You have the option of smashing through this adorable new life form, swerve into slow (a relative term) moving traffic in the right lane, or veer left into the dividing median.

This is a formulation of the classic trolley problem attributed to a number of philosophers and presented in a variety of forms to test intuitions regarding an individual’s ethical thinking. In its original formulation the problem is set up as a run away trolley heading down a set of train tracks towards a group of people. You find yourself in the unenviable position where you can pull a lever switching the trolley onto another track. However, you notice there is also a person on that side of the track. Now you must decide either to pull the lever and sacrifice one to save five or leave it all up to fate.

This problem has achieved a sort of renaissance in recent times because of the development in autonomous vehicles that has progressed beyond the stages of mere theory. The issue is that in a given situation, engineers might be required to program a car to make such a decision. This presents the strange dilemma of philosophy making an actual contribution to real life. A shocking proposition.
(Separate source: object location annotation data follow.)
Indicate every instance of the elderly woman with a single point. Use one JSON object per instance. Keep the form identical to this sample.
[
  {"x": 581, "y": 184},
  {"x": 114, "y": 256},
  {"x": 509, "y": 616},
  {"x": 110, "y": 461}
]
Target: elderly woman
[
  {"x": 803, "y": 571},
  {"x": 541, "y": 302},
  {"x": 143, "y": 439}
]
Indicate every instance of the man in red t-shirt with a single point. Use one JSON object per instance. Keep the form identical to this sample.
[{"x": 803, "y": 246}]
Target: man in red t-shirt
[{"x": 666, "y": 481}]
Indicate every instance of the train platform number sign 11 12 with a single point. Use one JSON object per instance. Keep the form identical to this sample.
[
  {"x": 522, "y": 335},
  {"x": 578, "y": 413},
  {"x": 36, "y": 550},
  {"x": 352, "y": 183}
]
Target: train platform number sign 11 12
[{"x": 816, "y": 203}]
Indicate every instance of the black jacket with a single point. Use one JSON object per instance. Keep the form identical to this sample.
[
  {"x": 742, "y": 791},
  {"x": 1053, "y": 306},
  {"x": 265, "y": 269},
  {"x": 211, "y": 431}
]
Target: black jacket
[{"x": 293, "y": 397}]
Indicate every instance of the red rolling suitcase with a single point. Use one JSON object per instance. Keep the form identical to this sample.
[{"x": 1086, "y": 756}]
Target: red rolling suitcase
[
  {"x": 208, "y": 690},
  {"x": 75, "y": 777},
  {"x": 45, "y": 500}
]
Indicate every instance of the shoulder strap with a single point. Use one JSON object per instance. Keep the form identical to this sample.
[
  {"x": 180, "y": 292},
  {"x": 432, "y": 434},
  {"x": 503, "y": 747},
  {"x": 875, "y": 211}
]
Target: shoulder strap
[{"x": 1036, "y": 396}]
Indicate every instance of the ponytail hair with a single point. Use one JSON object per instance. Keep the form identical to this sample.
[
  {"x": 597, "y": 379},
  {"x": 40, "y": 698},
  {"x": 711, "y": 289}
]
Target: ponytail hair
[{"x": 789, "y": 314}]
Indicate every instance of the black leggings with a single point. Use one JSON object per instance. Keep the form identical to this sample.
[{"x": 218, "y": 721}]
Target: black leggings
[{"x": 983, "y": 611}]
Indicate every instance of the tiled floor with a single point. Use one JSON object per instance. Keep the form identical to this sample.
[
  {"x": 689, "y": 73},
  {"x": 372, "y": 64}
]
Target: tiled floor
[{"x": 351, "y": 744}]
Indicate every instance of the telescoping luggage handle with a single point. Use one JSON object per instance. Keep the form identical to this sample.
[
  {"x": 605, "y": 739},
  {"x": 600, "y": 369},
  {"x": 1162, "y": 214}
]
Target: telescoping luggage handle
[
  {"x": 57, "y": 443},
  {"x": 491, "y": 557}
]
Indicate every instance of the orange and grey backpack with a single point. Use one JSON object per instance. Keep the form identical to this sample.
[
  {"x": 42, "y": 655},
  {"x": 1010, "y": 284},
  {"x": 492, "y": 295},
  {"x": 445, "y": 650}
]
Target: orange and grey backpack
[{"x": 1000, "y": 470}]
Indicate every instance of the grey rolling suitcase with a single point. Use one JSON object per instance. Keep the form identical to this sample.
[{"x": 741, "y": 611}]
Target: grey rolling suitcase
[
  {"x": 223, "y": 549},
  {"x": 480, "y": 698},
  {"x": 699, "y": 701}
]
While it’s more likely that the application of the trolley problem to autonomous driving is a red herring and that issue of a necessary cause is illusory, as Hume pointed out. Rather what there is a sequence of events. None of which is dispositive in the grand narrative of consequences.

To make this more clear it’s necessary to stretch the timeline of consideration and see that the real value in automation will be avoiding zones of high risk eliminating that moment of decisive action outlined in the first example. This will be done because automated vehicles will be programmed to drive conservatively and will interact with other automated vehicles in the surrounding area to make coordinated decisions through real time transfers of information.
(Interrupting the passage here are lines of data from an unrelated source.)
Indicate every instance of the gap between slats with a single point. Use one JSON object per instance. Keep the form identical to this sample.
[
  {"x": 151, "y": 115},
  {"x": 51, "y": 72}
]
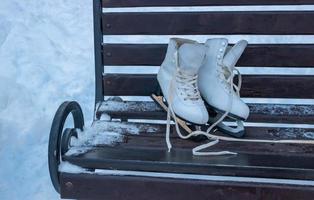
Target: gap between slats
[
  {"x": 242, "y": 22},
  {"x": 259, "y": 86},
  {"x": 143, "y": 3},
  {"x": 271, "y": 55}
]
What level of risk reduction is sufficient to result in wide scale adoption?

Automation raises interesting questions related to rationality, and perceptions of risk. How much of a reduction in the risk of an accident would be necessary for you to favor the adoption of autonomous driving? Intuitively it seems that the expectation is that machines will be infallible. But that’s impossible. Computers fail all the time. The real measure should be relative. If automated vehicles perform even marginally better than humans, that means lives are saved and widespread adoption becomes a moral imperative. Unfortunately, the media has a field day every time tech fails because sensational headlines like “Self-driving Uber kills Arizona woman” or “Tesla driver dies in first fatal crash” attract attention and portend the end times. An idea that has for centuries been commoditized in various forms of religious fervor.

The real point of conviction is that any reduction in risk above the threshold of human capability is the fundamental metric. Automated vehicles will avoid the trolley problem by avoiding risky behavior and making such situations a relic like the antiquated idea of human drivers.